Role of heat shock protein 47 in platelet glycoprotein VI dimerization and signaling.

Background: Heat shock protein 47 (HSP47) is an intracellular chaperone protein with an indispensable role in collagen biosynthesis in collagen-secreting cells. This chaperone has also been shown to be released and present on the surface of platelets. The inhibition of HSP47 in human platelets or its ablation in mouse platelets reduces platelet function in response to collagen and the glycoprotein (GP) VI collagen receptor agonist CRP-XL.

Objectives: In this study, we sought, through experiments, to explore cellular distribution, trafficking, and influence on GPVI interactions to understand how HSP47 modulates collagen receptor signaling.

Methods: HSP47-deficient mouse platelets and SMIH- treated human platelets were used to study the role of HSP47 in collagen mediated responses and signaling.
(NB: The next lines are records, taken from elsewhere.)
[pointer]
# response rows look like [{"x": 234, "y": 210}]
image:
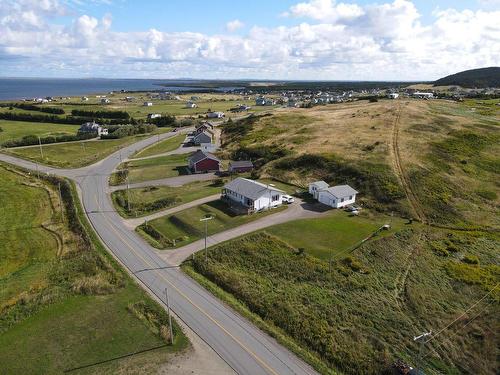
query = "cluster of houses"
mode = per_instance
[
  {"x": 255, "y": 196},
  {"x": 93, "y": 127}
]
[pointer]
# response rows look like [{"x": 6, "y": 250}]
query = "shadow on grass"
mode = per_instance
[{"x": 114, "y": 358}]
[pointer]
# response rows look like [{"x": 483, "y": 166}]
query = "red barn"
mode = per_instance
[{"x": 202, "y": 162}]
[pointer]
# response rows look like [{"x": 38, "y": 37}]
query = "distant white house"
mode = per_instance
[
  {"x": 334, "y": 196},
  {"x": 215, "y": 114},
  {"x": 93, "y": 127},
  {"x": 423, "y": 95},
  {"x": 253, "y": 195}
]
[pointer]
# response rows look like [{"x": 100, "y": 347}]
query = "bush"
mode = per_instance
[{"x": 470, "y": 259}]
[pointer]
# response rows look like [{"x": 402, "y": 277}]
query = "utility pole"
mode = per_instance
[
  {"x": 128, "y": 194},
  {"x": 169, "y": 318},
  {"x": 60, "y": 201},
  {"x": 420, "y": 339},
  {"x": 40, "y": 144},
  {"x": 205, "y": 219}
]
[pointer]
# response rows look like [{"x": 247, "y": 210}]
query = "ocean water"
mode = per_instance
[{"x": 28, "y": 88}]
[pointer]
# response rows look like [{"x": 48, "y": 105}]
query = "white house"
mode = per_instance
[
  {"x": 215, "y": 114},
  {"x": 316, "y": 187},
  {"x": 251, "y": 194},
  {"x": 93, "y": 127},
  {"x": 337, "y": 196}
]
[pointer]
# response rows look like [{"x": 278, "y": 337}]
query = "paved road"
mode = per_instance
[{"x": 239, "y": 343}]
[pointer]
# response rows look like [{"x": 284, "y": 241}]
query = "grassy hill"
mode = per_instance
[
  {"x": 64, "y": 302},
  {"x": 483, "y": 77}
]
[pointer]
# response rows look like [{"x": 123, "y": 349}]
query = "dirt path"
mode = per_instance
[{"x": 400, "y": 172}]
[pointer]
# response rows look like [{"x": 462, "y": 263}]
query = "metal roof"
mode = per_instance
[
  {"x": 341, "y": 191},
  {"x": 320, "y": 184},
  {"x": 201, "y": 155},
  {"x": 249, "y": 188}
]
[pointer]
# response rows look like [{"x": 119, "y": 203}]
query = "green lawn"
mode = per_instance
[
  {"x": 155, "y": 168},
  {"x": 332, "y": 236},
  {"x": 74, "y": 155},
  {"x": 71, "y": 305},
  {"x": 19, "y": 129},
  {"x": 185, "y": 227},
  {"x": 151, "y": 199},
  {"x": 166, "y": 145}
]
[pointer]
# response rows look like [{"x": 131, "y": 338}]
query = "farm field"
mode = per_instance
[
  {"x": 75, "y": 154},
  {"x": 152, "y": 169},
  {"x": 151, "y": 199},
  {"x": 184, "y": 227},
  {"x": 334, "y": 235},
  {"x": 360, "y": 315},
  {"x": 354, "y": 143},
  {"x": 53, "y": 282},
  {"x": 19, "y": 129},
  {"x": 166, "y": 145},
  {"x": 136, "y": 109}
]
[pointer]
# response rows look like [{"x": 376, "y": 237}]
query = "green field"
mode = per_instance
[
  {"x": 19, "y": 129},
  {"x": 153, "y": 169},
  {"x": 64, "y": 302},
  {"x": 151, "y": 199},
  {"x": 77, "y": 154},
  {"x": 166, "y": 145},
  {"x": 359, "y": 315},
  {"x": 332, "y": 236},
  {"x": 184, "y": 227}
]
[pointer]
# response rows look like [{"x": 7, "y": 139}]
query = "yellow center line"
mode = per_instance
[{"x": 185, "y": 296}]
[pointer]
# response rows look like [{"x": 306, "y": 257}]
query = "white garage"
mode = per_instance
[{"x": 337, "y": 196}]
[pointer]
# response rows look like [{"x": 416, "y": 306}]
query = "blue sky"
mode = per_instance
[{"x": 287, "y": 39}]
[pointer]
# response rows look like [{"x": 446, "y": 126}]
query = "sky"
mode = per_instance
[{"x": 398, "y": 40}]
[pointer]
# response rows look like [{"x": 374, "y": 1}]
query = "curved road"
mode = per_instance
[{"x": 241, "y": 345}]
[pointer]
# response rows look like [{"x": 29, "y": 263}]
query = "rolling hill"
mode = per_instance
[{"x": 483, "y": 77}]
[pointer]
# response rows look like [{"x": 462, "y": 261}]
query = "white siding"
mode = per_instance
[{"x": 328, "y": 199}]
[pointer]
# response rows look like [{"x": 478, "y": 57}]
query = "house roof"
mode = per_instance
[
  {"x": 241, "y": 164},
  {"x": 203, "y": 132},
  {"x": 249, "y": 188},
  {"x": 341, "y": 191},
  {"x": 320, "y": 184},
  {"x": 202, "y": 155}
]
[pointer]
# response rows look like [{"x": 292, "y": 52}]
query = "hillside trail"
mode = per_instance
[{"x": 400, "y": 172}]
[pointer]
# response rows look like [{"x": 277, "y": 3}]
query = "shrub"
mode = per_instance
[{"x": 470, "y": 259}]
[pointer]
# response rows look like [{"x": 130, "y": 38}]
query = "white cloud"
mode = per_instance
[
  {"x": 333, "y": 41},
  {"x": 234, "y": 25}
]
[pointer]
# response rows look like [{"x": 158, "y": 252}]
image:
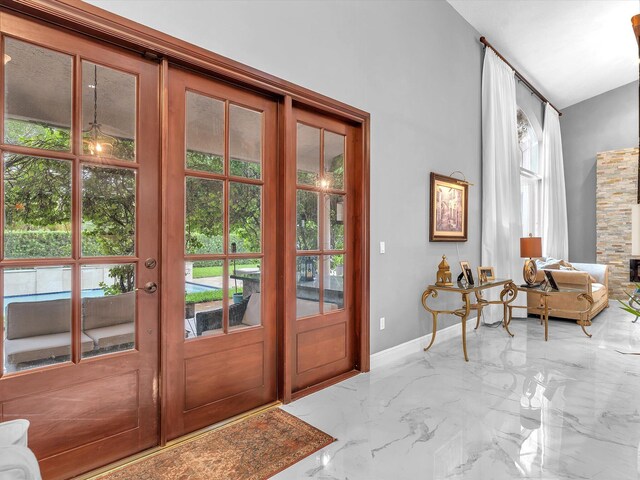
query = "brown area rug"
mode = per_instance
[{"x": 253, "y": 449}]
Results: Using subcellular fractionation analysis and immunofluorescence microscopy, HSP47 was found to be localized to the platelet-dense tubular system. Following platelet stimulation, HSP47 mobilization to the cell surface was shown to be dependent on actin polymerization, a feature common to other dense tubular system resident platelet proteins that are released to the cell surface during activation. In this location, HSP47 was found to contribute to platelet adhesion to collagen or CRP-XL but not to GFOGER peptide (an integrin α2β1-binding sequence within collagens), indicating selective effects of HSP47 on GPVI function. Dimerization of GPVI on the platelet surface increases its affinity for collagen. GPVI dimerization was reduced following HSP47 inhibition, as was collagen and CRP-XL-mediated signaling.

Conclusion: The present study identifies a role for cell surface-localized HSP47 in modulating platelet responses to collagen through dimerization of GPVI, thereby enhancing platelet signaling and activation.